Ryan's been reading a book given to him by my Gramps. We have so much respect for Gramps. We named Max after him, in fact. He is such a godly man, and full of love and generosity for everyone in his circle of influence - which is huge. Recently, he passed this book on to all of his grandsons along with handwritten notes because he thought it was "valuable for instruction and insight." He suggested that Ryan read it one chapter at a time to let it really soak in. The book is about men "stepping up" into the role that God has for them as leaders.
This morning while Ryan and I were getting firewood out of the pasture he said he was enjoying the book, especially because it made him more aware that he needs to be consciously teaching our boys exactly what it takes to be good men. We dreamed a little about the future (I was looking forward to the day when we'd have three more sets of hands to help us load the truck with wood!) and just had a great conversation (no naughty boy events this time...)

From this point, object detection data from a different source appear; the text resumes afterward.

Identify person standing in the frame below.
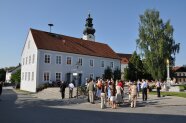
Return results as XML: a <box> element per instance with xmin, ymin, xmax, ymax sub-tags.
<box><xmin>137</xmin><ymin>80</ymin><xmax>141</xmax><ymax>97</ymax></box>
<box><xmin>110</xmin><ymin>82</ymin><xmax>116</xmax><ymax>109</ymax></box>
<box><xmin>156</xmin><ymin>81</ymin><xmax>161</xmax><ymax>97</ymax></box>
<box><xmin>68</xmin><ymin>82</ymin><xmax>74</xmax><ymax>98</ymax></box>
<box><xmin>101</xmin><ymin>82</ymin><xmax>106</xmax><ymax>109</ymax></box>
<box><xmin>87</xmin><ymin>80</ymin><xmax>94</xmax><ymax>104</ymax></box>
<box><xmin>141</xmin><ymin>79</ymin><xmax>147</xmax><ymax>101</ymax></box>
<box><xmin>0</xmin><ymin>81</ymin><xmax>3</xmax><ymax>96</ymax></box>
<box><xmin>60</xmin><ymin>81</ymin><xmax>66</xmax><ymax>99</ymax></box>
<box><xmin>130</xmin><ymin>81</ymin><xmax>137</xmax><ymax>108</ymax></box>
<box><xmin>116</xmin><ymin>83</ymin><xmax>123</xmax><ymax>105</ymax></box>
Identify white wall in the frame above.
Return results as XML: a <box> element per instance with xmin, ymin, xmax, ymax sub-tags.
<box><xmin>20</xmin><ymin>31</ymin><xmax>37</xmax><ymax>92</ymax></box>
<box><xmin>38</xmin><ymin>50</ymin><xmax>120</xmax><ymax>84</ymax></box>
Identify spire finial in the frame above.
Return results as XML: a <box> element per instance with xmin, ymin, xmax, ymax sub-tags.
<box><xmin>88</xmin><ymin>10</ymin><xmax>90</xmax><ymax>18</ymax></box>
<box><xmin>48</xmin><ymin>23</ymin><xmax>54</xmax><ymax>33</ymax></box>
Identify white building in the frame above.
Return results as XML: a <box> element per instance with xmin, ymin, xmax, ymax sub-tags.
<box><xmin>5</xmin><ymin>64</ymin><xmax>21</xmax><ymax>83</ymax></box>
<box><xmin>21</xmin><ymin>14</ymin><xmax>120</xmax><ymax>92</ymax></box>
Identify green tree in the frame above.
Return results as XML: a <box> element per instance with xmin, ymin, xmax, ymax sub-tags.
<box><xmin>136</xmin><ymin>9</ymin><xmax>180</xmax><ymax>79</ymax></box>
<box><xmin>0</xmin><ymin>68</ymin><xmax>6</xmax><ymax>82</ymax></box>
<box><xmin>124</xmin><ymin>51</ymin><xmax>144</xmax><ymax>81</ymax></box>
<box><xmin>104</xmin><ymin>67</ymin><xmax>113</xmax><ymax>79</ymax></box>
<box><xmin>113</xmin><ymin>68</ymin><xmax>121</xmax><ymax>80</ymax></box>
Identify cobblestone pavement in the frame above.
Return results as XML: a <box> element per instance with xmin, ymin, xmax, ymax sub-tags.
<box><xmin>0</xmin><ymin>88</ymin><xmax>186</xmax><ymax>123</ymax></box>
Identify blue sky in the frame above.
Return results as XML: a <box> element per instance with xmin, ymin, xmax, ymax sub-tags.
<box><xmin>0</xmin><ymin>0</ymin><xmax>186</xmax><ymax>68</ymax></box>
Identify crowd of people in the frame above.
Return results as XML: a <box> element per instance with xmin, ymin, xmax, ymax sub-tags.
<box><xmin>86</xmin><ymin>79</ymin><xmax>162</xmax><ymax>109</ymax></box>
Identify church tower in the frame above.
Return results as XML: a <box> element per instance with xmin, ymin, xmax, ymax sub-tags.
<box><xmin>83</xmin><ymin>13</ymin><xmax>96</xmax><ymax>41</ymax></box>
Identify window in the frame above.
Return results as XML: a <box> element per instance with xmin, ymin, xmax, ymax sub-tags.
<box><xmin>29</xmin><ymin>56</ymin><xmax>31</xmax><ymax>64</ymax></box>
<box><xmin>25</xmin><ymin>72</ymin><xmax>27</xmax><ymax>80</ymax></box>
<box><xmin>28</xmin><ymin>72</ymin><xmax>30</xmax><ymax>81</ymax></box>
<box><xmin>23</xmin><ymin>58</ymin><xmax>25</xmax><ymax>65</ymax></box>
<box><xmin>32</xmin><ymin>72</ymin><xmax>34</xmax><ymax>81</ymax></box>
<box><xmin>78</xmin><ymin>58</ymin><xmax>83</xmax><ymax>66</ymax></box>
<box><xmin>110</xmin><ymin>62</ymin><xmax>114</xmax><ymax>68</ymax></box>
<box><xmin>43</xmin><ymin>72</ymin><xmax>50</xmax><ymax>82</ymax></box>
<box><xmin>101</xmin><ymin>61</ymin><xmax>105</xmax><ymax>67</ymax></box>
<box><xmin>90</xmin><ymin>73</ymin><xmax>94</xmax><ymax>79</ymax></box>
<box><xmin>67</xmin><ymin>57</ymin><xmax>72</xmax><ymax>64</ymax></box>
<box><xmin>56</xmin><ymin>73</ymin><xmax>61</xmax><ymax>81</ymax></box>
<box><xmin>26</xmin><ymin>57</ymin><xmax>27</xmax><ymax>64</ymax></box>
<box><xmin>56</xmin><ymin>56</ymin><xmax>61</xmax><ymax>64</ymax></box>
<box><xmin>32</xmin><ymin>54</ymin><xmax>35</xmax><ymax>64</ymax></box>
<box><xmin>45</xmin><ymin>54</ymin><xmax>50</xmax><ymax>63</ymax></box>
<box><xmin>28</xmin><ymin>40</ymin><xmax>30</xmax><ymax>49</ymax></box>
<box><xmin>22</xmin><ymin>72</ymin><xmax>24</xmax><ymax>80</ymax></box>
<box><xmin>90</xmin><ymin>59</ymin><xmax>94</xmax><ymax>67</ymax></box>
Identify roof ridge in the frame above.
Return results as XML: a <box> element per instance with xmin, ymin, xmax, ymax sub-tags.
<box><xmin>30</xmin><ymin>28</ymin><xmax>108</xmax><ymax>45</ymax></box>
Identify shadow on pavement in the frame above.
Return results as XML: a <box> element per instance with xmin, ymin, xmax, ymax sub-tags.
<box><xmin>0</xmin><ymin>90</ymin><xmax>186</xmax><ymax>123</ymax></box>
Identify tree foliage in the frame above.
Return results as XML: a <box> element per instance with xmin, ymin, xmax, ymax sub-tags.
<box><xmin>104</xmin><ymin>67</ymin><xmax>113</xmax><ymax>79</ymax></box>
<box><xmin>136</xmin><ymin>9</ymin><xmax>180</xmax><ymax>79</ymax></box>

When we brought the wood down to the house, we recruited our little future men to help unload and stack it. One unnamed child didn't emerge from the house until the truck was halfway unloaded. He made a lame excuse about not being able to find his coat and Daddy launched into a lecture about shirking your duty, doing what needs to be done, etc. Basically a six-year-old version of the "step it up, man" lecture. We left the boys with a task and went back for load #2 with a promise to be back with even more work. Round two went much better, with everyone pulling their own weight. In Max's case, pulling his weight meant making loud grunting noises while throwing chunks of bark near the woodpile. Then, Ryan decided to split a few larger pieces. He had the boys back up so they wouldn't get hit. They lined up nearby and oohed and ahhed at how strong Daddy was. I took that opportunity to brag on what a hard worker Daddy was, and how it's so nice that he keeps us warm in the winter and all the wood we just loaded came from trees that he cut down and sawed into logs without any help from us. "You have a hard workin' daddy," I told them. They admired him for several minutes and I had to shirk my duty long enough to snap this pic.
I love that my boys have a good, strong daddy to look up to. And I love that he has a godly man to learn from, too. My prayer is that someday our boys are the ones wielding their own axes with admiring eyes looking on and that Ryan is the one writing messages inside books for young men in his circle of influence.